Jardins
Tout a commencé avec un jardin. Il
était tout petit. Minuscule. À peine la taille d'un square de
quartier. Mais pour moi, il avait la taille d'un continent entier. Il
n'était pas très beau, non plus. Quelques arbres, quelques
buissons, un parterre de fleurs piétinées par une horde d'enfants
négligeant. Mais, pour moi, il était une jungle à la nature
luxuriante. Il était entouré de murs couverts d'horribles dessins
ton pastel, et des toboggans aux couleurs criardes s'alignaient sans
sembler chercher une once d'harmonie. Mais, pour moi, ils brillaient
plus que n'importe quel joyau. J'y passais un temps fou. Je sautais
dans les flaques, je grimpais aux arbres, je courais, je criais, je
riais... Tout était simple, alors. Je ne cherchais rien, je ne
voulais rien. Rien que courir, sauter, rire et crier.

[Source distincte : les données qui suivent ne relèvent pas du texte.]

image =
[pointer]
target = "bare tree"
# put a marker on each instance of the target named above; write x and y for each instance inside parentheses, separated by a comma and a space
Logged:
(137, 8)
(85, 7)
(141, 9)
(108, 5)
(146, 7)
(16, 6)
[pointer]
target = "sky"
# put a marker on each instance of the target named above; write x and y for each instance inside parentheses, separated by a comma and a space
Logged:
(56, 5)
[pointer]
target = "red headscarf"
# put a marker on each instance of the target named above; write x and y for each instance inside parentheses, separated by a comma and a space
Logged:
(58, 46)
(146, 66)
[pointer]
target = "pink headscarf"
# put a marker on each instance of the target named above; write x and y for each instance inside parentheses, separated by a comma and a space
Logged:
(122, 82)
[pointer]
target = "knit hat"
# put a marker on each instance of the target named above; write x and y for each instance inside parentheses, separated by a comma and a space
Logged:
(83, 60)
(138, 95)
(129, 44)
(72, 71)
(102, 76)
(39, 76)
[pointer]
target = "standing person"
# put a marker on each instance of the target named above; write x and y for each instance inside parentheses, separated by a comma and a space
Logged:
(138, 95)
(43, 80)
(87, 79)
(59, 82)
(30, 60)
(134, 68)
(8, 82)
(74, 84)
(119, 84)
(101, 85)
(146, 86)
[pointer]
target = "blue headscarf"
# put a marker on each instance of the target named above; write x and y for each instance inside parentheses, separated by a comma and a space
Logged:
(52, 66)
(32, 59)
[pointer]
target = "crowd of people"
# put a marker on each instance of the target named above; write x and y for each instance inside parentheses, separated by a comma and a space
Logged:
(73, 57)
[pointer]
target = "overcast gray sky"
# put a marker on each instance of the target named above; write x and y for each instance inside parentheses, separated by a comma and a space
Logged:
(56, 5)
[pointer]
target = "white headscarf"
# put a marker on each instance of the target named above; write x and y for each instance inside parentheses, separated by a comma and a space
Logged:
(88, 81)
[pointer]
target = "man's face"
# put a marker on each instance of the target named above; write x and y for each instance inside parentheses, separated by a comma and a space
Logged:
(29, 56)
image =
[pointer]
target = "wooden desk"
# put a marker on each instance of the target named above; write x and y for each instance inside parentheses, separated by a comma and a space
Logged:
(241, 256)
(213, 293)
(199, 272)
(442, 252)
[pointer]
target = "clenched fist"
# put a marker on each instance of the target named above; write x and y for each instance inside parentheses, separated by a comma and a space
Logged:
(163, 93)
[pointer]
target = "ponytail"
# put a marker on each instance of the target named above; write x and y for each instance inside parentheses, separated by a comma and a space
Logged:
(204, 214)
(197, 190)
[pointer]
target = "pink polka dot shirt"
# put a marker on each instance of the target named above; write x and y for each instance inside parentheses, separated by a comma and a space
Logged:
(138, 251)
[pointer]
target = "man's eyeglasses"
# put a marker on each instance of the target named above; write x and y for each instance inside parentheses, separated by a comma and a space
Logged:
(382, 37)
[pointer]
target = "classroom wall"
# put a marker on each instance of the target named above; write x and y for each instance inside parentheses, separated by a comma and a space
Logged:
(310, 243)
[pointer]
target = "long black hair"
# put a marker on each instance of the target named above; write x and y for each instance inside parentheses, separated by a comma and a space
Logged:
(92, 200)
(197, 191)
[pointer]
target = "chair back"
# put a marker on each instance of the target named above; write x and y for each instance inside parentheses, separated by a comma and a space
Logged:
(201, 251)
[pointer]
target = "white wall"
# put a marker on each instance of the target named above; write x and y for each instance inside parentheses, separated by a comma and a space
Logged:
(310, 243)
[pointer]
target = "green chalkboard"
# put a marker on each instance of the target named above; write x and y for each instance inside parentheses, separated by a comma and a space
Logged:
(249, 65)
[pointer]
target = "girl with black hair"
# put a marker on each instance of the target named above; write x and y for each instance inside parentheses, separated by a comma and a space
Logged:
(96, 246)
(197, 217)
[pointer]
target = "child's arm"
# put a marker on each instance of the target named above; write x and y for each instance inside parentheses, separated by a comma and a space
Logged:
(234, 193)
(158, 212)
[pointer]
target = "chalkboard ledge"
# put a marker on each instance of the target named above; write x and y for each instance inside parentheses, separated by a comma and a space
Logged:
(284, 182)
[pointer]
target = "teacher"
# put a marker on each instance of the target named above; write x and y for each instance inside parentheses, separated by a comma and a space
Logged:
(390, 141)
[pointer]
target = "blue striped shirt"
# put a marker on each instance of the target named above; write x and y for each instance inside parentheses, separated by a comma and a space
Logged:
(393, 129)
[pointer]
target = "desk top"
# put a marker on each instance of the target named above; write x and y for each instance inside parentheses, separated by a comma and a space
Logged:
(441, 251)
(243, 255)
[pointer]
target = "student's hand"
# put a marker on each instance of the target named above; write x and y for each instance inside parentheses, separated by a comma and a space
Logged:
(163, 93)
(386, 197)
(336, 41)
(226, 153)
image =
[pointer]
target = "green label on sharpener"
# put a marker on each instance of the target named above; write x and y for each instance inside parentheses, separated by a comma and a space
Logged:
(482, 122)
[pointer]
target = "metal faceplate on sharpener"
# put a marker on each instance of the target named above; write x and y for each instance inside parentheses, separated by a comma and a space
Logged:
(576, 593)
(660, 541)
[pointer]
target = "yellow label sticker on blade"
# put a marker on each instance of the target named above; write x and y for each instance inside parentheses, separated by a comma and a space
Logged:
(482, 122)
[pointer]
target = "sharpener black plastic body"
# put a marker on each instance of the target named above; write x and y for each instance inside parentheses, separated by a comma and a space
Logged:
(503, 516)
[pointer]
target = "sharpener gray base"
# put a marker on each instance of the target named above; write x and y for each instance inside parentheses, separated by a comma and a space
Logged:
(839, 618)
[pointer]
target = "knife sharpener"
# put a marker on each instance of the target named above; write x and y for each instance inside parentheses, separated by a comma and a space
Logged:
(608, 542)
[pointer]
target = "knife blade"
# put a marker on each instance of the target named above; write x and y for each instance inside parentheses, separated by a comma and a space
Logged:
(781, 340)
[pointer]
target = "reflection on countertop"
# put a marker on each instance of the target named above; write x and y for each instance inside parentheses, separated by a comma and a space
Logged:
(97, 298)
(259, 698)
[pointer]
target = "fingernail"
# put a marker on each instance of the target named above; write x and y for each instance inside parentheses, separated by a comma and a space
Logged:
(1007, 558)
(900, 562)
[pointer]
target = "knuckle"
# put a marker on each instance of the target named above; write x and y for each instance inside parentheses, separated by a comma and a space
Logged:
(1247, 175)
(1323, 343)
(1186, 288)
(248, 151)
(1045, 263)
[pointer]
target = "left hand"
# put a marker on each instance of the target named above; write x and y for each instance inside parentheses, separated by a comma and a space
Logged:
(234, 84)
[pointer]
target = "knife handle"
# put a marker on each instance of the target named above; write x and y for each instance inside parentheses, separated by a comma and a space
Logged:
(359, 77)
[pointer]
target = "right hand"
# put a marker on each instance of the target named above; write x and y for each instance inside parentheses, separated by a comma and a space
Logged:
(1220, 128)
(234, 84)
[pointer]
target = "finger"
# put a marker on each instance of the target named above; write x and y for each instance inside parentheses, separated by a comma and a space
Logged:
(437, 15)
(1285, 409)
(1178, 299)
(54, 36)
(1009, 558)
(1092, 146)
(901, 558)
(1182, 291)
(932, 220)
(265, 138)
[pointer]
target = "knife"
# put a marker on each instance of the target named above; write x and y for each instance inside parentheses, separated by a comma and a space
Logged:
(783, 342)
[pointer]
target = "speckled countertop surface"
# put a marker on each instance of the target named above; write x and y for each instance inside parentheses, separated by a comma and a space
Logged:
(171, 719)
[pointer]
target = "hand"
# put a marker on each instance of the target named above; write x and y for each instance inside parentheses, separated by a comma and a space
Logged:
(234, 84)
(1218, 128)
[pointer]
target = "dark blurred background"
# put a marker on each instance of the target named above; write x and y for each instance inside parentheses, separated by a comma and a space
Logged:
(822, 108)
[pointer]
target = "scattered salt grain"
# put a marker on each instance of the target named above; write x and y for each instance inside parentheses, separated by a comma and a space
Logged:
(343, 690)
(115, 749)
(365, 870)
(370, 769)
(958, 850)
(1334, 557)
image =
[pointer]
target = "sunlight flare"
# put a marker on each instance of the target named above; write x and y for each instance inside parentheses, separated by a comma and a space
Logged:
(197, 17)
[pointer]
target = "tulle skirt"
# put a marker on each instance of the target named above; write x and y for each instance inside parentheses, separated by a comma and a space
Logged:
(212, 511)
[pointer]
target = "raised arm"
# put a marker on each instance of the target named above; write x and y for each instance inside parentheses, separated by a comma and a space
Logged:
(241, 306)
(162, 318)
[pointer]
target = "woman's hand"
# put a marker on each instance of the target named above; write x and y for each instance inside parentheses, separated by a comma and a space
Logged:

Puis, il y a eu le jardin qui bordait
la faculté. Il était à moitié en friche. Les buissons poussaient
n'importe où. Les arbres y étaient clairsemés. Les bancs y
manquaient sérieusement d’entretien. Mais les fleurs y semblaient
libres. Elles sortaient de tous côtés, ponctuant sporadiquement le
paysage de touches multicolores. J'aimais ce désordre. Du moins, je
croyais l'aimer. Je ne me rendais pas compte, alors, que ce que je
voyais n'avait rien à voir avec le désordre.
Les chemins étaient à moitié
couverts de terre, et on ne pouvais jamais discerner clairement vers
quelle direction ils partaient. Nous les arpentions alors, quelques
amis et moi, cheveux au vent, en discutant du monde, d'amour et de
poésie.
Il y a eu le jardin par lequel je
passais pour aller travailler. De celui-ci, je ne garde que peu de
souvenirs. Lorsque je ne regardais pas ma montre, je regardais mes
pieds. Je me souviens que le chemin était couvert de gravillons.
Parfois, l'un d'entre eux se glissait habilement dans une de mes
chaussures. Mais, pour ne pas prendre le risque d'être en retard,
j'attendais le retour chez moi pour l'en déloger. Je me souviens que
les gens jetaient plus facilement leurs détritus par terre que dans
les poubelles. Ils jonchaient le sol, à la vue de tous. En été,
les restes de repas éparpillés négligemment dégageaient une odeur
désagréable. Mais personne ne semblait jamais les remarquer.
Peut-être avions nous tous peur d'être en retard.
Il y a eu un jardin d'enfants, aussi.
Un autre. Tout aussi minuscule que celui que je fréquentais étant
gamin. Et il me semblait encore plus petit qu'il ne l'était
vraiment. Je n'y sautais pas dans les flaques. Je n'y grimpais pas
aux arbres. Je n'y courais pas. Je n'y criais que pour de mauvaises
raisons et je n'y riais que très rarement. Le plus souvent, je
restais assis, lisant le journal, et je priais pour que le temps
passe le plus vite possible. J'y ai tout de même passé quelques
bons moments. Parfois, mon fils, me harcelait assez longtemps pour
que je pose mon journal et que j'aille jouer avec lui. D'autres fois,
je le regardais, tout simplement, courir, sauter, crier et sauter. Et
je souriais.
Il y a eu mon potager. Il ne faisait
que quelques mètres carrés, mais, les jours de soleil, il faisait
briller ma petite maison de banlieue. Les légumes s'y alignaient
parfaitement, par ordre alphabétique. Je mettais un point d'honneur
à ce qu'il soit le plus carré et le plus rangé possible. Ça ne
m'a jamais vraiment rendu heureux, mais j'aimais y passer du temps.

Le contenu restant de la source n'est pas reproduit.